At some point this unwholesome approach becomes intolerable and inimical to overall economy. Therefore if Soludo’s consolidation exercise was prima on strengthening Nigeria’s banking sector, the current overture by Sanusi should be seen as logical continuation in the arduous task of elevating the industry to new heights in the long-run. It will take assertive reformist with political backing to drive home this point. From look of things within just few months in charge of CBN, Lamido Sanusi seems to have the gumption and enjoys the confidence of the Presidency. According to recent media account, Sanusi was quoted as saying “so many things have been done wrong in Nigeria for too long, this is time for change” – sounds more like a revolutionary than central banker.

Bring it on Sanusi...
If press release from the Central Bank is anything to judge by, then we haven’t seen the last of the shock – the stress test will continue with scrutiny of 11 additional banks between August/September this year. Naturally, change is imperative and takes a toll when it occurs. Just as several notable personalities and senior bankers lost out in the last dispensation, there are bound to be winners and losers this time around, especially amongst senior management and investors in banks adjudged to be frail. If that’s what is required in sanitizing the system, so be it.

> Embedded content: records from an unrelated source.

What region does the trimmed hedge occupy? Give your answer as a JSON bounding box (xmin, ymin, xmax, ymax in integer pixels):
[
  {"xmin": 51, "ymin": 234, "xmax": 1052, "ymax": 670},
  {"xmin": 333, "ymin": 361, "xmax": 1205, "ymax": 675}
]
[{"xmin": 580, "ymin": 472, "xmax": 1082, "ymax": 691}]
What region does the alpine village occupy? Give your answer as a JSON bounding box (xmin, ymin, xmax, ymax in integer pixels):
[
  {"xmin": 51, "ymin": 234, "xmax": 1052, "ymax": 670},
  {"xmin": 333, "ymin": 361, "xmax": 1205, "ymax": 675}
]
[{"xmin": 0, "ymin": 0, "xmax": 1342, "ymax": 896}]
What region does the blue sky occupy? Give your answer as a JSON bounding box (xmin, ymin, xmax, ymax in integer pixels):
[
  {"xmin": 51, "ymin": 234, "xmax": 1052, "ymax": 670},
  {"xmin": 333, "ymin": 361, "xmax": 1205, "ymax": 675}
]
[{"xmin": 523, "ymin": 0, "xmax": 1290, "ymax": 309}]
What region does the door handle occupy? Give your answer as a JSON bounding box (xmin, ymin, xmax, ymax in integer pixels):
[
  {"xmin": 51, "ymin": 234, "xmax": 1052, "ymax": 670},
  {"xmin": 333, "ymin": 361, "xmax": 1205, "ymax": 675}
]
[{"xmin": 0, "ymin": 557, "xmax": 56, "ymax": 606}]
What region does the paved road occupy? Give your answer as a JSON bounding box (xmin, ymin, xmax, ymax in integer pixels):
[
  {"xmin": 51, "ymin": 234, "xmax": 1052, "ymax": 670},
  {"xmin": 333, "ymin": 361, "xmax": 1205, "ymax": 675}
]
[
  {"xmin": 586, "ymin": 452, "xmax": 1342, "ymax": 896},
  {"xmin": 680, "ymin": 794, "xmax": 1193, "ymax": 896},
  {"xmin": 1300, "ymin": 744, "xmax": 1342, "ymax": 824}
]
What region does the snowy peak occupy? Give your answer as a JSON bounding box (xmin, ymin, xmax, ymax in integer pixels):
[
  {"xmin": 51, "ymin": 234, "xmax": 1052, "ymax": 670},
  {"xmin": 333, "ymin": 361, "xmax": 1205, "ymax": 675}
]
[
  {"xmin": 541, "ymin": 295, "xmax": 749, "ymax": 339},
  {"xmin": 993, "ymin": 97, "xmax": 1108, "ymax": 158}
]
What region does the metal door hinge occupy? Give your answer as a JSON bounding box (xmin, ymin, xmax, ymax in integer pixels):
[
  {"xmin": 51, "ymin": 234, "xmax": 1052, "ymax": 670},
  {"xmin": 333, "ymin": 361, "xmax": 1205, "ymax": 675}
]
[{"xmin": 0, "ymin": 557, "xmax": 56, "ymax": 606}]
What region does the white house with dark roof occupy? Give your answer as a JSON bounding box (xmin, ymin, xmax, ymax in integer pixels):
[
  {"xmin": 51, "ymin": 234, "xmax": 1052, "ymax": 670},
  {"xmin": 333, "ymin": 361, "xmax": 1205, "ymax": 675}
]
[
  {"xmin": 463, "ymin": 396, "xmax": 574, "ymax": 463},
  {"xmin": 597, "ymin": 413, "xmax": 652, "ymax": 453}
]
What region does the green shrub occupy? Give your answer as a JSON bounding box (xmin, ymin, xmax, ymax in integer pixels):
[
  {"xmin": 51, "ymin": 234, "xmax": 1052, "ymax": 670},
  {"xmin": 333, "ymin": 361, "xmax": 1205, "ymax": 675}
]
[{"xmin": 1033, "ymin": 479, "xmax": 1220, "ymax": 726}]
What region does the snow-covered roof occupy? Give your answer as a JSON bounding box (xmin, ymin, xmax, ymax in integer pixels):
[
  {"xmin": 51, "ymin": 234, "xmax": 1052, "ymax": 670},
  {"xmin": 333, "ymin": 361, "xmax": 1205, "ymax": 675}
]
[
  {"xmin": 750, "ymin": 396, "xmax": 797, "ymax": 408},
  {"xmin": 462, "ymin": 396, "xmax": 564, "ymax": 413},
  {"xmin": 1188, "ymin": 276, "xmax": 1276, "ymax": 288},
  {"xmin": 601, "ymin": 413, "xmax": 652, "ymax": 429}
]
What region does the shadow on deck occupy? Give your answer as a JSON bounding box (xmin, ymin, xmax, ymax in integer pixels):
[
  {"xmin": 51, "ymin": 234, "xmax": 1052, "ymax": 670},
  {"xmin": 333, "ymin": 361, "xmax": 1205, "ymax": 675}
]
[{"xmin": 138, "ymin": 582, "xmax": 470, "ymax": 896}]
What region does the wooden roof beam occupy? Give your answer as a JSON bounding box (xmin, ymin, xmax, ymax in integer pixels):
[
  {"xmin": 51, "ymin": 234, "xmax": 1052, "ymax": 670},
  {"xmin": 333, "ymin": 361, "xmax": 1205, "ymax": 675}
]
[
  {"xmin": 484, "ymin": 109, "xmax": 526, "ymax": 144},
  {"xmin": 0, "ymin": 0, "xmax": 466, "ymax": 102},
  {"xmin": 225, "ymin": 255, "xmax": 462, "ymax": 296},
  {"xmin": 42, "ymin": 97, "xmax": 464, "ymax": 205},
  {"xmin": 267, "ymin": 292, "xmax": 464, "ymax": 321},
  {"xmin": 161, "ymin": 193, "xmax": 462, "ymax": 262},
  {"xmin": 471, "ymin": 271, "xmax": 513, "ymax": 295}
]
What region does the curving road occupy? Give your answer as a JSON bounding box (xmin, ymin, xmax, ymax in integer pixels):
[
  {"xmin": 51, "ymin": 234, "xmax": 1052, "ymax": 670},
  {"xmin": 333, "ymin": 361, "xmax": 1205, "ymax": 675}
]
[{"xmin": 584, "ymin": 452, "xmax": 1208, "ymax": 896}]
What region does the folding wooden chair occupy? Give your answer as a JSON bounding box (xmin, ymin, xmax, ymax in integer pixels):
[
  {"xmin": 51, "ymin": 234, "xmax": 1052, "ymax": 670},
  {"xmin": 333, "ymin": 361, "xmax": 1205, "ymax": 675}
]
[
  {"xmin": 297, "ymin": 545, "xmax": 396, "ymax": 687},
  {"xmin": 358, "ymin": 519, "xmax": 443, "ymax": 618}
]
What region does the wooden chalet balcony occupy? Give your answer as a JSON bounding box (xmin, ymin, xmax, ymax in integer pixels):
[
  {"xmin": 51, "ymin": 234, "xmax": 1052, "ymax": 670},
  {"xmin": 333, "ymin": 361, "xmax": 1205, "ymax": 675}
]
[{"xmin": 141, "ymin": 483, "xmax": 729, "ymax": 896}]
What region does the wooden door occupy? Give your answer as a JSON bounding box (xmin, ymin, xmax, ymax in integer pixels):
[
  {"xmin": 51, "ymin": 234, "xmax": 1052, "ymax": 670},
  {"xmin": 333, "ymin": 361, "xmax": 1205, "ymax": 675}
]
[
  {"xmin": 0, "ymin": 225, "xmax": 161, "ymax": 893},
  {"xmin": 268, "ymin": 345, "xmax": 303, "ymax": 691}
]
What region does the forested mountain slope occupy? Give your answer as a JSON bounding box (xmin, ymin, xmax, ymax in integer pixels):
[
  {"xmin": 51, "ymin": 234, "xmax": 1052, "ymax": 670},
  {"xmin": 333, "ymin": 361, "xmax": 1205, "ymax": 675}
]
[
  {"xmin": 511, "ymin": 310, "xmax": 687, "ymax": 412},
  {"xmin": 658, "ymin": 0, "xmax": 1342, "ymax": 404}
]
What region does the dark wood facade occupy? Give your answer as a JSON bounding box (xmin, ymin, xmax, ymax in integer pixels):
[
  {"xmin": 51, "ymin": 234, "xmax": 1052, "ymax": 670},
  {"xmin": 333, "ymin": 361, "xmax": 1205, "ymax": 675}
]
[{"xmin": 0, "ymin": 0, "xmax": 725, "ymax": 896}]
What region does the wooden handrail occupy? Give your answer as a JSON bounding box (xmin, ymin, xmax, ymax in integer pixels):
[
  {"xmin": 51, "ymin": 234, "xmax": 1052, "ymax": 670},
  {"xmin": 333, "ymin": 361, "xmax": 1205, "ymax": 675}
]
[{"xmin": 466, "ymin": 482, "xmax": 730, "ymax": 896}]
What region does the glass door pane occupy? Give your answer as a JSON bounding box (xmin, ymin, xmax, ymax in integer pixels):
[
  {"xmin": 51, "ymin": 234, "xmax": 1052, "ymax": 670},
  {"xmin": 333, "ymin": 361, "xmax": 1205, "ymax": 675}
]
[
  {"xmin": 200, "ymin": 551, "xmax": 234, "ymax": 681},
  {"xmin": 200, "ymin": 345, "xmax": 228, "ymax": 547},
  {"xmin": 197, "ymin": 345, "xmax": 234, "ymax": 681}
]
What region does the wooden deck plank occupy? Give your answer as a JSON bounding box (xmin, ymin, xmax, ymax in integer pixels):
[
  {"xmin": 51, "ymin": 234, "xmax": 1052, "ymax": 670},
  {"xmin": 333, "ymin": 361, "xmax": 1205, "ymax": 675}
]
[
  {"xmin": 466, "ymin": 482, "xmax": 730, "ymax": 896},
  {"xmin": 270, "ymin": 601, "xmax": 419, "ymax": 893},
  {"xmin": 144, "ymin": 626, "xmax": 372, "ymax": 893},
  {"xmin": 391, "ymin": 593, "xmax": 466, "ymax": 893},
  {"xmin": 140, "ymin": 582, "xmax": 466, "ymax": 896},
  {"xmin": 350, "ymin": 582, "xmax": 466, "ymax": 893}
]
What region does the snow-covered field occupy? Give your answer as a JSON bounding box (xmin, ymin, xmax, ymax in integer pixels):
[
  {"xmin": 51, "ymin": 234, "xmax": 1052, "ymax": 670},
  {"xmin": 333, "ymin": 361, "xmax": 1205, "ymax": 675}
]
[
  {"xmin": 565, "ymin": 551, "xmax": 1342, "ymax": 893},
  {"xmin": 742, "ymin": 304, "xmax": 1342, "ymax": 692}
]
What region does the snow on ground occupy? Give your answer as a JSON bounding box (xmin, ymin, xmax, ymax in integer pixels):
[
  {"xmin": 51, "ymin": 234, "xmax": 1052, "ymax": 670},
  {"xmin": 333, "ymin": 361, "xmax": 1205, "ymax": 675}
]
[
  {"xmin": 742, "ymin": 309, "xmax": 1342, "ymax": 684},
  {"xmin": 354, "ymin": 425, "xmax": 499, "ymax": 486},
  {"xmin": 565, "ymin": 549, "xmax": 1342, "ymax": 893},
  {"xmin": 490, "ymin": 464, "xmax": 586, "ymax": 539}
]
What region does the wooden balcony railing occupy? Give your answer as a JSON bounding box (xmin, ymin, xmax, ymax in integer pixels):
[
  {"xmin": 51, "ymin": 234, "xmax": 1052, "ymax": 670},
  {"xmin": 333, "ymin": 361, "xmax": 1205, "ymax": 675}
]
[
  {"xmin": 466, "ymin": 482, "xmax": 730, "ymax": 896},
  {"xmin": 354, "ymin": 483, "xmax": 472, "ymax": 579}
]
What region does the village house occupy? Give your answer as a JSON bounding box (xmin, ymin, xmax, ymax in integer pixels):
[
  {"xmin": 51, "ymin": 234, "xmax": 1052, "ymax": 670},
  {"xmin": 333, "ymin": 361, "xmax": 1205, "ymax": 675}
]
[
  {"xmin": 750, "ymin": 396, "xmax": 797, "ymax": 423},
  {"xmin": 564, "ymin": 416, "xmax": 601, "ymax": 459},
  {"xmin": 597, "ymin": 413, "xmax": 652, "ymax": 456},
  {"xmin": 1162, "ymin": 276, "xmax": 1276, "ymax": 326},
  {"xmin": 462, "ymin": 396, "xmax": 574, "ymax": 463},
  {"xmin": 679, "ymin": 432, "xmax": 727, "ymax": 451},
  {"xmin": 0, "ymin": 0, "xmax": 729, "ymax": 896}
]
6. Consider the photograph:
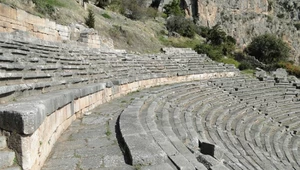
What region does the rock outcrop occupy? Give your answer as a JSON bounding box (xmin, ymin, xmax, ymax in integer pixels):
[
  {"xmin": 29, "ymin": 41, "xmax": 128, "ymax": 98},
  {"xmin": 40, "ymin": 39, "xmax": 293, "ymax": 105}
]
[
  {"xmin": 191, "ymin": 0, "xmax": 300, "ymax": 63},
  {"xmin": 155, "ymin": 0, "xmax": 300, "ymax": 64}
]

In propping up the banks and restructuring their operations to avoid systemic failure while protecting depositors, devising and implementing suitable methods for recouping government investments, (amounting to 420 billion Naira in just these 5 banks) should remain paramount in this exercise. Thus, fundamental issues to address by surviving banks, their new or existing management as well as regulatory agencies should be:

  1. How can corporate governance standard be continuously enhanced and strictly enforced to elevate the banking system to higher level of financial compliance and probity?

  2. How can technology and human capital be leveraged to implement improved enterprise-wide risk management strategies that are vital to hedging against excessive exposure or minimizing impact of cyclical correction on financial institutions?

  3. What steps should banks take to deepen their appeal to consumers, continuously expand array/quality of service-offering and quality of customer-care, while diversifying product portfolio into new territories, market segments and industries locally or abroad?

Chamberlain is a New York based financial professional and member of Rivers State Economic Advisory Council.